Egypt's House of Representatives has approved new amendments to a law that grants citizenship to foreigners who invest in the country.
The prime minister now has the right to grant citizenship to foreigners who buy state-owned or private property, establish an investment project or deposit cash into an Egyptian bank.
In August last year President Abdel Fattah Al-Sisi ratified law no. 173 which allows foreign nationals who deposit at least seven million Egyptian pounds ($0.42 million) into local banks to be granted a five-year residency and the opportunity to pay for nationality.
If they qualify, candidates pay $10,000 to apply.
The law has been criticised for being a quick fix to bring money into the country.
Egypt's economy has been in dire straits since the 2011 Arab Spring and
Egyptian authorities have tried a number of measures to inject cash into the economy, including a $12 billion IMF loan.
Egyptians have been hit with a series of austerity measures like fuel and electricity hikes which have made life difficult for people already suffering under high unemployment rates.
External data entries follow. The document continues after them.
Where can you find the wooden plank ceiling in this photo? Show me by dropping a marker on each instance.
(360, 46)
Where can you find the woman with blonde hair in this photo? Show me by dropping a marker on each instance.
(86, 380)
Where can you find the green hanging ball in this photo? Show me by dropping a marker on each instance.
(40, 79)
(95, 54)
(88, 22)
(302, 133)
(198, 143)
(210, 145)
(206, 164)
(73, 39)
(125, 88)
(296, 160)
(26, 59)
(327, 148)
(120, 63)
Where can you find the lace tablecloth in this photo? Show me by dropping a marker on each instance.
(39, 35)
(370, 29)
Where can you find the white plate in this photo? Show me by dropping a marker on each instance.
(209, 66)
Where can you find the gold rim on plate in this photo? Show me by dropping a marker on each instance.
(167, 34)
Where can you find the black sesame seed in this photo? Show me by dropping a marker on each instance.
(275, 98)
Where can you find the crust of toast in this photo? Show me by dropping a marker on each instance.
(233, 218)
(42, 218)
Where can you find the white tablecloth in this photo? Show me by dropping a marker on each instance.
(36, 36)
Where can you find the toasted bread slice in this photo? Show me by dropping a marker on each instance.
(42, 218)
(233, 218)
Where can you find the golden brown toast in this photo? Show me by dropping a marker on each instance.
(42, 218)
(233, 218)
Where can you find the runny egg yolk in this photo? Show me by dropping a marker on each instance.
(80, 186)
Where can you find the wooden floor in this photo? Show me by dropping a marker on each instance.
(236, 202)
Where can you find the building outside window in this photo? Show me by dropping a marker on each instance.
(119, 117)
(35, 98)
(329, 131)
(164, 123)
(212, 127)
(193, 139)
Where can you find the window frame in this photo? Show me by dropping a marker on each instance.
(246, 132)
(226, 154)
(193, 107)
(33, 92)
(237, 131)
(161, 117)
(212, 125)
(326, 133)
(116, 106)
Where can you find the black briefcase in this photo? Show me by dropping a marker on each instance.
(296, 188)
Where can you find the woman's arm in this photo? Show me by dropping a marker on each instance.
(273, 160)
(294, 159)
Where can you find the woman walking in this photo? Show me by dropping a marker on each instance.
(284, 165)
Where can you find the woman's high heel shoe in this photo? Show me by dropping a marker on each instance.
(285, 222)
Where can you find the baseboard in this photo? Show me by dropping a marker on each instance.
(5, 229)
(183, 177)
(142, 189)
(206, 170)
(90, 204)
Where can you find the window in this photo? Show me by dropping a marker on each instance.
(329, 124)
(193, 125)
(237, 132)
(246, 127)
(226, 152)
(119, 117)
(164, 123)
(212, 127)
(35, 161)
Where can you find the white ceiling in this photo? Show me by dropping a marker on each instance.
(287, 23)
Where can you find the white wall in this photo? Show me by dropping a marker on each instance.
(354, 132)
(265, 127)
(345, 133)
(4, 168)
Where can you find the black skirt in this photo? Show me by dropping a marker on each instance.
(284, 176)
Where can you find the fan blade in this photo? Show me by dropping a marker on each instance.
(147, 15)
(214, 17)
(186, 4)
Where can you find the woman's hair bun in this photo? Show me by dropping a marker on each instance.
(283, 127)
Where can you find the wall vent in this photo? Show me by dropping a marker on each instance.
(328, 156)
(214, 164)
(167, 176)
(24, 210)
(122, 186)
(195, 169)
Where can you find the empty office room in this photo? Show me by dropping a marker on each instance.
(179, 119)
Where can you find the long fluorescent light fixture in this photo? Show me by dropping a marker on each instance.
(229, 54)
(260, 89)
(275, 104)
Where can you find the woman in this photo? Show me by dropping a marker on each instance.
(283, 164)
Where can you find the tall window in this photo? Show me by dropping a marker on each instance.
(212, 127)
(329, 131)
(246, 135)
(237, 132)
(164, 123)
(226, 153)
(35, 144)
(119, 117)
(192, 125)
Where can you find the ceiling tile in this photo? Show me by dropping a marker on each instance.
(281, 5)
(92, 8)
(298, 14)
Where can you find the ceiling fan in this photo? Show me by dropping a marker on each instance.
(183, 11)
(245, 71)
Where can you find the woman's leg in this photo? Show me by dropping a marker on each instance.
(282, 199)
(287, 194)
Over half the country live below the poverty line.
The country has pushed for foreign investment with the minister of investment and international cooperation declaring last year that Egypt is "open for business" and that the country is being repositioned as a "global investment destination".
In 2016 British investment reached $30 billion yet Egyptian people see very little return on this money within a climate of rising corruption.
Whilst foreign investors can buy the Egyptian nationality, Egyptian citizens are at danger of having theirs taken away if they oppose the current regime.
In 2017 the Egyptian cabinet approved amendments to Egypt's Nationality Law under which authorities can revoke citizenship of pro-democracy supporters allegedly for posing a threat to state security and public order.